[185.]—Le refrain d'une vieille chanson, très en vogue chez nos pères, affirmait que, d'après Hippocrate, pour se tenir en bonne santé,
Il faut chaque mois
S'enivrer au moins une fois.
(Les plaisants même, au lieu d'une fois, disaient trente.)
Le père de la médecine a-t-il réellement affirmé qu'un excès mensuel de boisson pouvait être profitable à la santé? C'est ce que nous n'avons pu vérifier; mais ce qu'il y a de certain, c'est que jadis ce précepte était traditionnellement et très sérieusement admis, comme celui qui conseillait les saignées périodiques et saisonnières, lequel, par parenthèse, n'est tombé en désuétude complète qu'à une époque assez rapprochée de nous.
Toujours est-il qu'Arnauld de Villeneuve, célèbre médecin et alchimiste du treizième siècle, qui découvrit les trois acides sulfurique, nitrique et muriatique, et à qui l'on attribue aussi les premières pratiques régulières de distillation, examina très gravement cette question et la discuta dans les termes suivants:
«Quelques-uns prétendent qu'il est salutaire de s'enivrer une ou deux fois le mois avec du vin: soit parce qu'il en résulte un long et profond sommeil, qui, en laissant reposer les fonctions animales, fortifie les fonctions naturelles, soit parce que les sécrétions, les sueurs qui sont abondantes, purgent le corps des humeurs superflues qu'il contenait. Pour moi, je ne voudrais permettre cet excès qu'aux personnes dont le régime est ordinairement mauvais, et, dans ce cas, leur conseillerais-je encore de ne pas pousser l'ivresse trop loin, de peur de nuire au cerveau, et d'affaiblir les fonctions animales plus que le repos ne pourrait les fortifier. L'ivresse qu'on se procure doit donc être légère, suffisante seulement pour provoquer le sommeil et pour dissiper tout à fait les inquiétudes qu'on pourrait avoir sur sa tempérance. La pousser plus loin serait manquer aux bonnes mœurs et aller contre la nature.»
En somme donc, un des hommes dont les idées jouirent du plus grand crédit pendant tout le moyen âge admettait l'ivresse au nombre des mesures hygiéniques. Dieu sait l'écho que trouva son opinion!
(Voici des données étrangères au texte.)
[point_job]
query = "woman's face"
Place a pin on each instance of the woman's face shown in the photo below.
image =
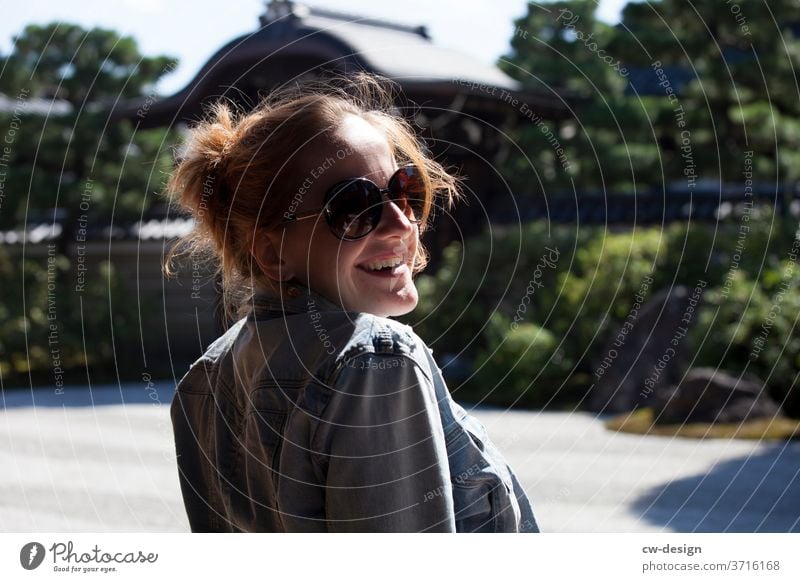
(339, 269)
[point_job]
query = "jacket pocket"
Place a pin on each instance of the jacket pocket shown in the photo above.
(481, 493)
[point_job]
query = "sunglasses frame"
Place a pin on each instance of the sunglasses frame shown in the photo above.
(338, 187)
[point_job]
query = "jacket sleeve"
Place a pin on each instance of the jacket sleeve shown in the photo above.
(382, 445)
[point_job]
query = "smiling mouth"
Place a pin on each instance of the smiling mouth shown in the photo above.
(391, 267)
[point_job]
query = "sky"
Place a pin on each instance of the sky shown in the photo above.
(193, 30)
[186.]—Origine du bonnet rouge qui, sous la Révolution, fut une coiffure symbolique:
Avant 1789, plusieurs des officiers qui avaient fait la guerre d'Amérique, en avaient rapporté l'habitude de cacheter leurs lettres avec un sceau représentant le bonnet de la Liberté entouré des treize étoiles des États-Unis. Le bonnet phrygien ne tarda à devenir à la mode; on le mit partout, sur les gravures et les médailles, sur les enseignes des boutiques. On en coiffait le buste de Voltaire, qu'on faisait paraître sur le Théâtre-Français, quand on jouait la Mort de César. Au club des Jacobins, le président, les secrétaires, les orateurs, adoptèrent le bonnet rouge, et lorsque Dumouriez, avec l'assentiment du roi, vint y prononcer quelques mots, le lendemain de sa nomination au ministère des affaires étrangères, il ne crut pas pouvoir se dispenser de prendre la coiffure officielle du lieu pour monter à la tribune.